[SERVER-34498] mongo balancer often won't start back up Created: 16/Apr/18 Updated: 27/Oct/23 Resolved: 16/Apr/18 |
|
| Status: | Closed |
| Project: | Core Server |
| Component/s: | Sharding |
| Affects Version/s: | None |
| Fix Version/s: | None |
| Type: | Improvement | Priority: | Major - P3 |
| Reporter: | Matthew Kruse | Assignee: | Kaloian Manassiev |
| Resolution: | Works as Designed | Votes: | 0 |
| Labels: | None | ||
| Remaining Estimate: | Not Specified | ||
| Time Spent: | Not Specified | ||
| Original Estimate: | Not Specified | ||
| Issue Links: |
|
||||||||
| Participants: | |||||||||
| Description |
|
sh.status() output
No locks
This collection is sharded so it ought to be doing something. It's done nothing in over 4 days and I have multiple collections out of balance that it should be working on. mongos> db.chunks.aggregate([ { $match: {ns: "some.collection"}}, { $group:{ _id: "$shard", cnt: { $sum: 1}} }, {$sort: {"_id": 1}} ]); { "_id" : "rs0", "cnt" : 647 } { "_id" : "rs1", "cnt" : 648 } { "_id" : "rs2", "cnt" : 648 } { "_id" : "rs3", "cnt" : 648 } { "_id" : "rs4", "cnt" : 648 } { "_id" : "rs5", "cnt" : 648 } { "_id" : "rs6", "cnt" : 649 } { "_id" : "rs7", "cnt" : 648 } { "_id" : "rs8", "cnt" : 642 } { "_id" : "rs9", "cnt" : 591 }
mongos> printjson(sh.isBalancerRunning()); printjson(sh.isBalancerRunning()); new ISODate(); printjson(sh.startBalancer()); new ISODate(); db.version() 2018-04-16T10:19:51.289-0700 E QUERY [thread1] Error: assert.soon failed, msg:Waited too long for lock balancer to change to state undefined : mongos> db.version()
|
| Comments |
| Comment by Matthew Kruse [ 16/Apr/18 ] | ||||||||||||||||||||||
|
Seeing chunks move now as well. | ||||||||||||||||||||||
| Comment by Matthew Kruse [ 16/Apr/18 ] | ||||||||||||||||||||||
|
Ah that worked with a 3.6 shell, thanks. | ||||||||||||||||||||||
| Comment by Kaloian Manassiev [ 16/Apr/18 ] | ||||||||||||||||||||||
|
From the call stack it looks like you are using an older shell.

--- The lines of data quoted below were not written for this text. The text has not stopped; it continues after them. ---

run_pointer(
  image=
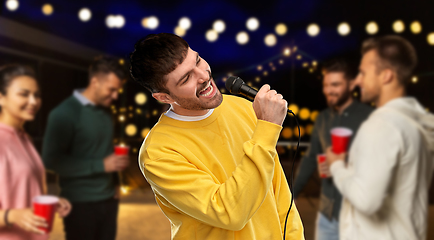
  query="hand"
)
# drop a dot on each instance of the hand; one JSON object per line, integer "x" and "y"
{"x": 27, "y": 220}
{"x": 333, "y": 157}
{"x": 270, "y": 106}
{"x": 63, "y": 207}
{"x": 114, "y": 163}
{"x": 117, "y": 192}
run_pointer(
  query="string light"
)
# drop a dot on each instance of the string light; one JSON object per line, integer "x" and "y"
{"x": 281, "y": 29}
{"x": 47, "y": 9}
{"x": 372, "y": 28}
{"x": 430, "y": 38}
{"x": 179, "y": 31}
{"x": 313, "y": 30}
{"x": 184, "y": 23}
{"x": 242, "y": 38}
{"x": 398, "y": 26}
{"x": 252, "y": 24}
{"x": 131, "y": 130}
{"x": 151, "y": 22}
{"x": 416, "y": 27}
{"x": 294, "y": 108}
{"x": 270, "y": 40}
{"x": 12, "y": 5}
{"x": 84, "y": 14}
{"x": 211, "y": 35}
{"x": 313, "y": 115}
{"x": 344, "y": 29}
{"x": 219, "y": 26}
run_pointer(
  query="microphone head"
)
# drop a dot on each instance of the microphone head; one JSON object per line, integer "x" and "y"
{"x": 233, "y": 84}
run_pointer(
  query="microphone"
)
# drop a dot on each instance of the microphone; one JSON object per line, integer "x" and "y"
{"x": 236, "y": 85}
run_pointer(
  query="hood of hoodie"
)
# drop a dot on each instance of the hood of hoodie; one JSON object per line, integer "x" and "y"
{"x": 411, "y": 108}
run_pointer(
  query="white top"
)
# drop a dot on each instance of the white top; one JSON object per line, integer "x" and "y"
{"x": 385, "y": 183}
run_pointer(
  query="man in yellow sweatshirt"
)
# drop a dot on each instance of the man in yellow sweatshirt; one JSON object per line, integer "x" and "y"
{"x": 211, "y": 160}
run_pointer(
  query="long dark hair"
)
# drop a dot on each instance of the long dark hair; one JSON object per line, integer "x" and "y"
{"x": 11, "y": 71}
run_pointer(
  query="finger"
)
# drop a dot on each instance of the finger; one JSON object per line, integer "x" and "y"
{"x": 272, "y": 92}
{"x": 32, "y": 227}
{"x": 265, "y": 88}
{"x": 38, "y": 221}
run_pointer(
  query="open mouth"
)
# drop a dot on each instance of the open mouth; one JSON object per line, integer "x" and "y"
{"x": 207, "y": 90}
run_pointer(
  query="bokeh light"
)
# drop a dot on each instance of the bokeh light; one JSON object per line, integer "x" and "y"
{"x": 47, "y": 9}
{"x": 151, "y": 22}
{"x": 180, "y": 31}
{"x": 294, "y": 108}
{"x": 115, "y": 21}
{"x": 242, "y": 38}
{"x": 430, "y": 38}
{"x": 12, "y": 5}
{"x": 252, "y": 24}
{"x": 371, "y": 28}
{"x": 304, "y": 114}
{"x": 270, "y": 40}
{"x": 281, "y": 29}
{"x": 313, "y": 30}
{"x": 219, "y": 26}
{"x": 314, "y": 115}
{"x": 344, "y": 29}
{"x": 416, "y": 27}
{"x": 184, "y": 23}
{"x": 398, "y": 26}
{"x": 141, "y": 98}
{"x": 286, "y": 132}
{"x": 84, "y": 14}
{"x": 131, "y": 129}
{"x": 145, "y": 132}
{"x": 211, "y": 35}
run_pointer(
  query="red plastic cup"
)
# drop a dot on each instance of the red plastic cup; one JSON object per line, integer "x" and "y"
{"x": 321, "y": 158}
{"x": 122, "y": 150}
{"x": 45, "y": 206}
{"x": 340, "y": 138}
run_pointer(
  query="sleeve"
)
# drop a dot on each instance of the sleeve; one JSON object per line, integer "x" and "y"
{"x": 365, "y": 183}
{"x": 56, "y": 153}
{"x": 294, "y": 226}
{"x": 309, "y": 163}
{"x": 228, "y": 205}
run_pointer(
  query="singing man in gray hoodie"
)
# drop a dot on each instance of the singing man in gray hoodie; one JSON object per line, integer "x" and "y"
{"x": 385, "y": 182}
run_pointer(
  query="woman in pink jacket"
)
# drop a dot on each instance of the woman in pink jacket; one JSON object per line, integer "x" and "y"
{"x": 22, "y": 174}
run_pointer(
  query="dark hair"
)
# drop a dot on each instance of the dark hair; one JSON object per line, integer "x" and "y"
{"x": 11, "y": 71}
{"x": 395, "y": 52}
{"x": 154, "y": 57}
{"x": 105, "y": 65}
{"x": 343, "y": 65}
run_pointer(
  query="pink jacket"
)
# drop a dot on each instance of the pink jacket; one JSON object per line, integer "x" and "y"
{"x": 22, "y": 177}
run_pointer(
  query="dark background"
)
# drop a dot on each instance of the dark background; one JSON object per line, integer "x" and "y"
{"x": 60, "y": 71}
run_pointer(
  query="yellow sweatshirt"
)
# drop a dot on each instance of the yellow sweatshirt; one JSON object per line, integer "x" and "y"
{"x": 220, "y": 178}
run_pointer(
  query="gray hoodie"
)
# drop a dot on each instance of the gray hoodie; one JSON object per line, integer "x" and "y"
{"x": 385, "y": 183}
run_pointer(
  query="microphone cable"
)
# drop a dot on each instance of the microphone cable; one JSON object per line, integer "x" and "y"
{"x": 292, "y": 174}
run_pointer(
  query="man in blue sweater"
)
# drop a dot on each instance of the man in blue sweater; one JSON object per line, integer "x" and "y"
{"x": 343, "y": 111}
{"x": 78, "y": 147}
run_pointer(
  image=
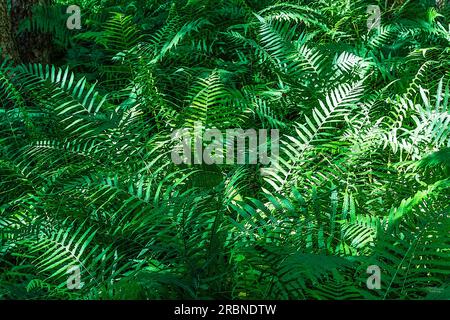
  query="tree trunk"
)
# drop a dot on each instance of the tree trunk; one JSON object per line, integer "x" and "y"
{"x": 34, "y": 46}
{"x": 7, "y": 44}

The 3.6 shell doesn't have any calls to waitForDLock and directly invokes the command: https://github.com/mongodb/mongo/blob/r3.6.2/src/mongo/shell/utils_sh.js#L169 Can you please try with the 3.6 shell? | ||||||||||||||||||||||
| Comment by Matthew Kruse [ 16/Apr/18 ] | ||||||||||||||||||||||
|
I think its more complicated then that, I've been running
It always returns this error
| ||||||||||||||||||||||
| Comment by Kaloian Manassiev [ 16/Apr/18 ] | ||||||||||||||||||||||
|
The mode:off setting means that the balancer is disabled and this value is written when sh.stopBalancer() is run. This is a new setting we introduced in 3.4, but we masked it behind the balancerStart/balancerStop/balancerStatus commands so it doesn't need to be inspected directly. It looks like a bug that sh.getBalancerState() doesn't consult the balancerStatus command and looks directly at the settings. You can re-enable the balancer by running sh.startBalancer(). In the mean time I will file a separate ticket to fix getBalancerState. | ||||||||||||||||||||||
| Comment by Matthew Kruse [ 16/Apr/18 ] | ||||||||||||||||||||||
| ||||||||||||||||||||||
| Comment by Kaloian Manassiev [ 16/Apr/18 ] | ||||||||||||||||||||||
|
Can you please let me know what are the contents of the config.settings collection?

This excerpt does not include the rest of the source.